Niemcy-USA: spór o Nord Stream 2 zażegnany
21 lipca 2021Jak powiedziała w środę w Waszyngtonie Victoria Nuland, porozumienie przewiduje m.in. przedłużenie o dziesięć lat tranzytu rosyjskiego gazu przez Ukrainę równolegle do Nord Stream 2. Obecne umowy wygasają w 2024 roku.
W przyszłości gaz z Rosji ma być przesyłany bezpośrednio do Niemiec kontrowersyjnym gazociągiem Nord Stream 2. Krytycy projektu obawiają się zwiększenia uzależnienia Europy od rosyjskiego gazu oraz szkód gospodarczych dla Ukrainy i innych krajów tranzytowych.
Możliwe sankcje
Umowa między Niemcami a USA przewiduje sankcje wobec Rosji w przypadku, gdy Moskwa "użyje energii jako broni" - powiedziała Nuland podczas przesłuchania w Senacie. Dotyczy to również ogólnie "agresywnego zachowania wobec Ukrainy". Berlin zobowiązał się do podjęcia działań przeciwko Moskwie w takich przypadkach, a także do pracy nad sankcjami na poziomie UE - powiedziała amerykańska dyplomatka.

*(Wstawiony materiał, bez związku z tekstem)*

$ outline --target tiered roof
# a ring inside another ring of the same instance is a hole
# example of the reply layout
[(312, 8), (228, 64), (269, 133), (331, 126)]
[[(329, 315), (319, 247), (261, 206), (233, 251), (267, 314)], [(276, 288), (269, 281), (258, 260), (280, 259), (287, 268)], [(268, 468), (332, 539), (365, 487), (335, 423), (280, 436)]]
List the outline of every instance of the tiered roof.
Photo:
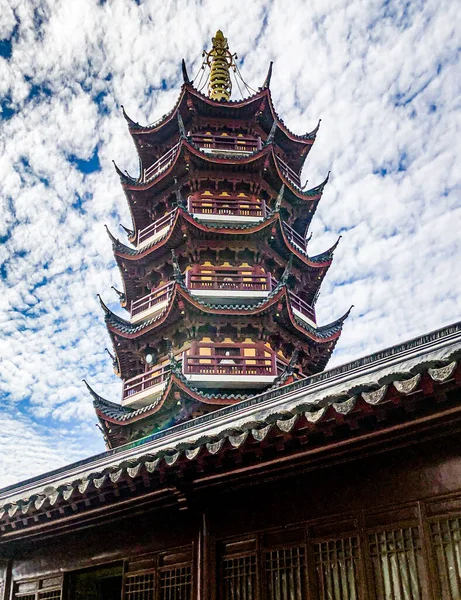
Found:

- To jest zła sytuacja i zły gazociąg, ale musimy pomóc chronić Ukrainę - stwierdziła Nuland. Jak zaznaczyła, "podjęliśmy kilka ważnych kroków w tym kierunku". Według niej dalsze szczegóły porozumienia zostaną ogłoszone jeszcze w środę czasu waszyngtońskiego.
Na znak poparcia dla Kijowa Biały Dom zapowiedział spotkanie prezydenta Joe Bidena z ukraińskim prezydentem Wołodymyrem Zełenskim. Odbędzie się ono 30 sierpnia.
Merkel rozmawia z Putinem
Wicerzecznika niemieckiego rządu potwierdziła, że kanclerz Angela Merkel rozmawiała w środę telefonicznie z prezydentem Rosji Władimirem Putinem. Wśród omawianych tematów były "kwestie energetyczne, takie jak tranzyt gazu przez Ukrainę i gazociąg Nord Stream 2".
W USA panuje ponadpartyjna zgoda, że Nord Stream 2 nie powinien zostać ukończony. Sankcje nałożone za rządów poprzedniego prezydenta Donalda Trumpa przez dłuższy czas blokowały dokończenie inwestycji. Również obecny prezydent USA Joe Biden jest bardzo krytyczny wobec tego projektu.
Pomimo to, po objęciu urzędu w styczniu 2021 opowiedział się przeciwko sankcjom wobec niemieckich firm zaangażowanych w ten projekt. "Kiedy zostałem prezydentem, rurociąg był ukończony w 95 procentach. Sankcje nie miały sensu" - powiedział w zeszłym tygodniu prezydent USA, tłumacząc swoje stanowisko. Zamiast tego zdecydował się na współpracę z Niemcami. Decyzja Bidena o nienakładaniu sankcji spotkała się również z krytyką z szeregów jego własnej Partii Demokratycznej.